Linux by defauly relies more on SWAP than memory. If you read the website PART-I you will see the RAM usage was consistant but swap changed, if you fireup an application. So no matter if you have high RAM it will still rely more on SWAP.
So thats the point of changing reliance on RAM instead of SWAP with this tutorial
az
October 4th, 2005, 11:38 AM
Even with only 128 megs of ram, my system rarely swaps.
It runs faster than windows, too. (Out-of-the-box)
If I add another 128 megs, it pretty much never swaps.
xthaparian
October 4th, 2005, 11:46 AM
Did you do this on your PC??
$ sudo cat /proc/sys/vm/swappiness
Check the value. If the value is small then you are fine, but if its 60 or something else, the you are definatly using more SWAP.
I installed supekaramba and saw sudden spike in CPU usage and it would always be at 5-10% range because it was accessing HDD all the time.
It went down with the usage of this command.
Read all the Article and let me know if otherones are good too..
Thats the whole point of this article is to get your feedback and other stuff.
Thanks
frodon
October 4th, 2005, 11:52 AM
Well thats the Case.
Linux by defauly relies more on SWAP than memory. If you read the website PART-I you will see the RAM usage was consistant but swap changed, if you fireup an application. So no matter if you have high RAM it will still rely more on SWAP.
So thats the point of changing reliance on RAM instead of SWAP with this tutorialOk, i ask that because like azz my computer really rarely use swap memory (maximum 10%).
floyd27
October 4th, 2005, 01:07 PM
i have 512 ram and whenever i look at the swap it always has 100% free. (1.5Gig swap)
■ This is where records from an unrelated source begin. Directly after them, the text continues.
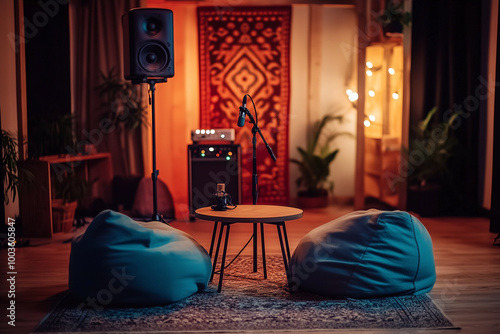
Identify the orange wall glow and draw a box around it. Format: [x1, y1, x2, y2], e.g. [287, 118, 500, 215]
[146, 1, 199, 220]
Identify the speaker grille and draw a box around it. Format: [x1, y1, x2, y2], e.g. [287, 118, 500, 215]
[137, 43, 170, 73]
[122, 8, 174, 82]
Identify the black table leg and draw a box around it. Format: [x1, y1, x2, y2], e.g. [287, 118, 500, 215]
[208, 222, 219, 259]
[283, 222, 290, 262]
[210, 223, 224, 282]
[260, 223, 267, 279]
[276, 223, 288, 278]
[217, 224, 231, 292]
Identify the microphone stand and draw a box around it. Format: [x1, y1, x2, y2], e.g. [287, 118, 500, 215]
[240, 108, 276, 272]
[245, 108, 276, 205]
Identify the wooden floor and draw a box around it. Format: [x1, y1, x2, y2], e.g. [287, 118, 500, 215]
[0, 206, 500, 334]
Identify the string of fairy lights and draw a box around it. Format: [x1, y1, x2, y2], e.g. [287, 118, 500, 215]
[346, 61, 402, 127]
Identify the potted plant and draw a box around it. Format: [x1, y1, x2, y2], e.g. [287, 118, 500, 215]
[290, 114, 346, 208]
[2, 129, 34, 204]
[406, 107, 459, 217]
[52, 170, 91, 233]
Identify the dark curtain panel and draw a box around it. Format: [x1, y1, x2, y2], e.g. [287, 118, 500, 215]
[70, 0, 144, 175]
[490, 1, 500, 232]
[410, 0, 486, 215]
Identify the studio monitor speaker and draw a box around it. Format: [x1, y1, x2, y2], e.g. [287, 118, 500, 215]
[122, 8, 174, 82]
[188, 144, 241, 220]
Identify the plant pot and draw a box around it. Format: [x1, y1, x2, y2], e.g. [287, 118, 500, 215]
[297, 191, 328, 209]
[52, 199, 77, 233]
[408, 184, 441, 217]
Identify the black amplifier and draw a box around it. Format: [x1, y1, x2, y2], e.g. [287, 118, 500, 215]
[188, 144, 241, 220]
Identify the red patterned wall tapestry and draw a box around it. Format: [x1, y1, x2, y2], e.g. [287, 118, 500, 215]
[198, 6, 291, 205]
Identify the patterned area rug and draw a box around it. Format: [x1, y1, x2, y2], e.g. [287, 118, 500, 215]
[36, 256, 456, 333]
[198, 6, 291, 205]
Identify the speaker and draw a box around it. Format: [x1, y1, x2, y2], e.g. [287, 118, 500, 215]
[188, 144, 241, 220]
[122, 8, 174, 82]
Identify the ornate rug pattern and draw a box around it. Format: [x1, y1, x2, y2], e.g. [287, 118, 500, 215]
[36, 256, 457, 333]
[198, 6, 291, 205]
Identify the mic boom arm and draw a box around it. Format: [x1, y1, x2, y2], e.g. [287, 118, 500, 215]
[245, 108, 276, 161]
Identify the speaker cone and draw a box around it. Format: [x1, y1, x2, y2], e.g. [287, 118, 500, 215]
[138, 43, 170, 72]
[142, 17, 161, 36]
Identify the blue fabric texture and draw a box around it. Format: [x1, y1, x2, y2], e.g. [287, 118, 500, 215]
[290, 209, 436, 298]
[69, 210, 211, 307]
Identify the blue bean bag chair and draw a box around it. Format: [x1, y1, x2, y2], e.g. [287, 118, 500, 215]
[69, 210, 211, 307]
[290, 209, 436, 298]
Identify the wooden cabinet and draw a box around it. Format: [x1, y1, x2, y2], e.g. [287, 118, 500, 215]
[364, 39, 404, 207]
[19, 153, 113, 238]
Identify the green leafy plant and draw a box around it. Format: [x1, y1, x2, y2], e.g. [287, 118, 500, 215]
[290, 114, 347, 197]
[2, 129, 34, 204]
[97, 68, 148, 130]
[406, 107, 459, 187]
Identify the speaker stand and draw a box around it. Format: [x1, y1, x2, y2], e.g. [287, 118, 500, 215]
[142, 78, 168, 225]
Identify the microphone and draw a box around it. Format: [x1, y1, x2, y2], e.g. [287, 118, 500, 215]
[238, 94, 247, 128]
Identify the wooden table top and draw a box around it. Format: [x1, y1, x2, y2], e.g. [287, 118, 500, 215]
[195, 205, 303, 223]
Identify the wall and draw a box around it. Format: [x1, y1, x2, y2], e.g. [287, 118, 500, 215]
[146, 0, 357, 219]
[0, 0, 19, 224]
I did your command and it gave me 60..? i dont know what that is but im still using no swap?
tktreload
October 4th, 2005, 03:41 PM
hi
my computer also has 512 megs og ram, and rarely uses swap, only after being idle all night. Then some of the data gets written to swap, and then its only about some megs...otherwize it's allways around 0-1.0%
also the swappiness cat thing puts out the value 60 and swapon -s outputs:
Filename Type Size Used Priority
/dev/hda1 partition 979924 2776 -1
this corrosponds to about 0.3%
so the value of the swappiness file has nothing (apparently) to do with the swap usage
mossholderm
October 4th, 2005, 06:53 PM
I ran into thswappiness setting a while ago, while working on a different issue. The symptoms were that it would take forever to get back to a useable desktop after the system had been idle for a long period of time (say, over night).
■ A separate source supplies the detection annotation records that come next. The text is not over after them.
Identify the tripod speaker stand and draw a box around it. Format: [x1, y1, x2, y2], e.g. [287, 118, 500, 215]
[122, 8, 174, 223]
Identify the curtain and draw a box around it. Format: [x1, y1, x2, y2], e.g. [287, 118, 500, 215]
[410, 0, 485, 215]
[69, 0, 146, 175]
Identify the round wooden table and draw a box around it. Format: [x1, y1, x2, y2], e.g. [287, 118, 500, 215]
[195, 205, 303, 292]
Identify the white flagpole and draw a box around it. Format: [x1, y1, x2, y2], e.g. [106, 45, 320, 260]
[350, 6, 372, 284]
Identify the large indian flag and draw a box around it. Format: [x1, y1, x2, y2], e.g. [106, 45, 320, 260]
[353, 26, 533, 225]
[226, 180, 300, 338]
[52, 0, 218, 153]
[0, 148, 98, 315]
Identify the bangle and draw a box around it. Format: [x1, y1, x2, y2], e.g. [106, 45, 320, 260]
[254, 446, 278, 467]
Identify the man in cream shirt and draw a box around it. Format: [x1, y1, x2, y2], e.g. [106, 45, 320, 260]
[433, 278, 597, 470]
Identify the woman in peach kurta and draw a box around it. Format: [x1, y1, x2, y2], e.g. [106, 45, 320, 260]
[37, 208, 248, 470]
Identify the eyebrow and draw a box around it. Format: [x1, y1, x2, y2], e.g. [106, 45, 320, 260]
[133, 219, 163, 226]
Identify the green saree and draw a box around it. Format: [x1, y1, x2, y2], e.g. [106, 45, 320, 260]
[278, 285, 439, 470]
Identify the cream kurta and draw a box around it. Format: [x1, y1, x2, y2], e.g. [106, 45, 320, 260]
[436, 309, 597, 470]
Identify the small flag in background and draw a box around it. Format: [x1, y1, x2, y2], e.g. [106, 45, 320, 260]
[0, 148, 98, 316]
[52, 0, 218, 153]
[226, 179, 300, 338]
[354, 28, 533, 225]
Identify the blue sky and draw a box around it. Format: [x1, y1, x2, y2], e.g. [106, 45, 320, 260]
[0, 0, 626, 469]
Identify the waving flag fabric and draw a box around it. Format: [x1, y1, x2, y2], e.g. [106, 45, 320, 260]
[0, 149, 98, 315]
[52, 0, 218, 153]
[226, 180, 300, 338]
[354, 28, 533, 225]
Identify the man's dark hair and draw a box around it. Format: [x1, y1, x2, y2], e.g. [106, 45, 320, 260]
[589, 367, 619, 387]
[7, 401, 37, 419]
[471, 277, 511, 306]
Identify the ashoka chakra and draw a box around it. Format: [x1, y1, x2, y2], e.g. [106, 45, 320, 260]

In the end I figured out what was happening... during the idle time, my system was being backed up. The kernel was swapping all of the idle apps out to disk, to make room for buffer space to facilitate disk copies for the backups. When I came back to the PC, it would need to swap all of the apps back in to draw the screen.
By changing the swappiness to a lower value, I was able to achieve a good mix of desktop response and backup performance.
smack
October 4th, 2005, 07:07 PM
http://kerneltrap.org/node/3000
I'm of the opinion that it's not worth adjusting. The above link is good material on which to form an opinion.
Joey French
October 4th, 2005, 07:26 PM
Mine gives a value of 60. What would be a good way to boost performance? What value would you suggest, or should it be changed at all?
Thanks,
Joey
heimo
October 4th, 2005, 11:15 PM
Personally I prefer to add this to my crontab-daily:
echo $((`date +%e`*3)) > /proc/sys/vm/swappiness
I feel that I need more swappiness at the end of month and less at the beginning. ;-P (Sorry, this is my attempt at "geek-humour").